Das war unser Plan, ja. Aber als wir Wall-Decaux anriefen, um Litfasssäulen zu buchen, schalteten diese auf stur. Mitbewerber Ströer beantwortete unsere Anfrage nicht einmal. Im Prinzip war dies aber klar. Die beiden Firmen haben in Deutschland das Werbemonopol. Für Alternativwerbung gibt es da keinen Platz – diese Erfahrung mussten auch schon andere NGOs machen. Topmodel Heidi und Theaterpädagogin Blanca in einer Woche auf den Werbeflächen – das geht offensichtlich nicht. So haben wir uns eben für Poster auf klassischen Klebeflächen in Berlin entschieden.

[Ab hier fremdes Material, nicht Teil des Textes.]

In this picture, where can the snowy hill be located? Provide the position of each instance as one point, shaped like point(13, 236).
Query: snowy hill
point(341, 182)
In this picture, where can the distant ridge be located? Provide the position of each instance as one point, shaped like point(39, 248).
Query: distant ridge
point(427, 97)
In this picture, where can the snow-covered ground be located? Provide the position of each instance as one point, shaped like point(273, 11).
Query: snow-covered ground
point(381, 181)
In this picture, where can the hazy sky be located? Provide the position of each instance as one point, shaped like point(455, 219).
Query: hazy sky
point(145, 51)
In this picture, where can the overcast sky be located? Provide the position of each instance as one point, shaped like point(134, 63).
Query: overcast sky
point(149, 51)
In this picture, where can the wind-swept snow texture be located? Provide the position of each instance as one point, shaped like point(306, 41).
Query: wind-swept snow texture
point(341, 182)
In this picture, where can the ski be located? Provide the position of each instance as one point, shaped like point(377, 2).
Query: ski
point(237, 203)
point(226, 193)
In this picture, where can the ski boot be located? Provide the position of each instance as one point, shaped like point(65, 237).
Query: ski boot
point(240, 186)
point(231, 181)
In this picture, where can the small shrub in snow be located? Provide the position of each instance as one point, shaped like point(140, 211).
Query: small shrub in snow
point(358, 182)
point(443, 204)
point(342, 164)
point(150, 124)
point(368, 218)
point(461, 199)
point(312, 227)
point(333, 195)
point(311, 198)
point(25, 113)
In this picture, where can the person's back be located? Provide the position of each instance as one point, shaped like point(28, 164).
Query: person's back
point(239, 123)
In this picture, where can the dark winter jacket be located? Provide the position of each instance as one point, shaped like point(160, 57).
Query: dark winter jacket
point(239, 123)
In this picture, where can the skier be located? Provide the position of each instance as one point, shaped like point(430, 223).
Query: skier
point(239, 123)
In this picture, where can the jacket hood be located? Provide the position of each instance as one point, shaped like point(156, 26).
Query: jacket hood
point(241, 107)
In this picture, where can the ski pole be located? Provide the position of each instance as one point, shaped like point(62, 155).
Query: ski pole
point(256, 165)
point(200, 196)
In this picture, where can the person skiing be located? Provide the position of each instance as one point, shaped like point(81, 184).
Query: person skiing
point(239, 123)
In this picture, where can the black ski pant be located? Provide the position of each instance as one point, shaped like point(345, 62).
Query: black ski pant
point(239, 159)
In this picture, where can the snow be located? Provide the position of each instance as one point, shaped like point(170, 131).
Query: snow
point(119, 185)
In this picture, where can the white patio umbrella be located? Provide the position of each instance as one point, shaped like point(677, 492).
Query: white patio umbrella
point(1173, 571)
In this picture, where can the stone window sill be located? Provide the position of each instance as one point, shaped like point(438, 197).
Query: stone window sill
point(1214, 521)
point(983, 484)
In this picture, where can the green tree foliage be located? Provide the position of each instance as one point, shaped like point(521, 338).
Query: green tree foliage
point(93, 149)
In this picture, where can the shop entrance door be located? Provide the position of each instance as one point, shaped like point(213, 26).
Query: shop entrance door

Mädchen werten sich gegenseitig extrem ab

Wie kam es zur Gründung von Pinkstinks?

Ich bin ursprünglich Dozentin für Genderforschung. In einem meiner Seminare erzählten vor ein paar Jahren erfahrene Sozialpädagoginnen, dass sie noch nie so stark mit Essstörungen zu tun hatten, wie heute und dass sich Mädchen gegenseitig extrem abwerten. Gleichzeitig erschien eine Studie die aufzeigte, dass Casting-Sendungen wie Topmodel das Körpergefühl Jugendlicher massiv beeinträchtigen. Zur selben Zeit war Hamburg komplett zu plakatiert mit Werbung für GNTM. Als ich in diesem Klima ankündigte, eine Kampagne gegen den Schönheitswahn lancieren zu wollen, wurde ich von Mitstreiterinnen überrannt. Das ist nun drei Jahre her. Pinkstinks ist mittlerweile eine der populärsten Frauenrechtsorganisationen Deutschlands.

Und Sie besitzen offensichtlich so viel Gewicht, dass im letzten Jahr die Werbefachpresse vor Ihrer einflussreichen Facebook-Community warnte.

Ja, mittlerweile können wir schnell ein Produkt vom Markt pushen. Letzten Sommer brachte Lidl zum Beispiel ein Bierfass heraus, auf dem eine halbnackte Frau abgebildet war mit dem Spruch: «Fass mich an». Nach einem unglaublichen Shitstorm, der von uns initiiert wurde, meldete sich Lidl bereits nach einer halben Stunden und nahm das Fass zurück. Mit solchen Aktionen wollen wir aufzeigen, dass Werbung dieser Art einfach nicht witzig ist, solange es derart viele Fälle häuslicher Gewalt gibt. Generell versuchen wir dabei, nicht mit dem moralischen Zeigefinger daher zu kommen, sondern mit Humor und Freude – was bei dem Thema aber nicht immer einfach ist.

14 Bundestagsabgeordnete als Testimonials gegen Sexismus in der Werbung

Wie finanzieren Sie sich?

Durch Spenden und der Bewegungsstiftung, die uns als Erste unterstützt hat. Mittlerweile haben wir ein Büro und zwei fest angestellte Mitarbeiterinnen. Aber wir müssten dringend wachsen, um unseren unterschiedlichen Arbeitsfeldern gerecht zu werden: Der Theaterarbeit, den Protestaktionen im Internet und der Lobbyarbeit. Letztere machen wir gegen Sexismus in der Werbung. Dafür konnten wir bereits 14 Bundestagsabgeordnete als Testimonials gewinnen. Um Lobbygespräche weiter anzukurbeln bräuchten wir aber mehr Mitarbeiterinnen. Es wäre zu schade, wenn wir all das, was wir bereits angestossen haben, nicht zu Ende bringen könnten.

Und das grösste Ziel von Pinkstinks ist es, irgendwann überflüssig zu sein?

Genau. Wenn es irgendwann keine sexualisierte Gewalt mehr gibt, keine Essstörungen, wenn sich die Gehaltsschere zwischen Männer und Frauen geschlossen hat und wenn nicht mehr der Grossteil der Harz4-Empfänger weiblich ist – dann braucht es uns nicht mehr.

Zur Person:

*Stevie Meriel Schmiedel ist promovierte Dozentin für Genderforschung und lehrte zuletzt an der Universität Hamburg und der Hochschule für Soziale Arbeit. Sie hat zwei Töchter und ist 1. Vorstandsvorsitzende, Geschäftsführerin und Pressesprecherin bei Pinkstinks. Aus der einstigen Kampagne entwickelte sich in den letzten Jahren eine der populärsten Frauenrechtsorganisationen Deutschlands. Pinkstinks richtet sich gegen Produkte, Werbeinhalte und Marketingstrategien, die Mädchen eine limitierende Geschlechterrolle zuweisen. Diese «Pinkifizierung» treffe Mädchen und Jungen gleichermassen, so die Aktivistinnen – ein Trend, dem sie entgegenwirken wollen: «Wir werben für ein kritisches Medienbewusstsein, Selbstachtung, ein positives Körperbild und alternative weibliche Rollenbilder für Kinder.»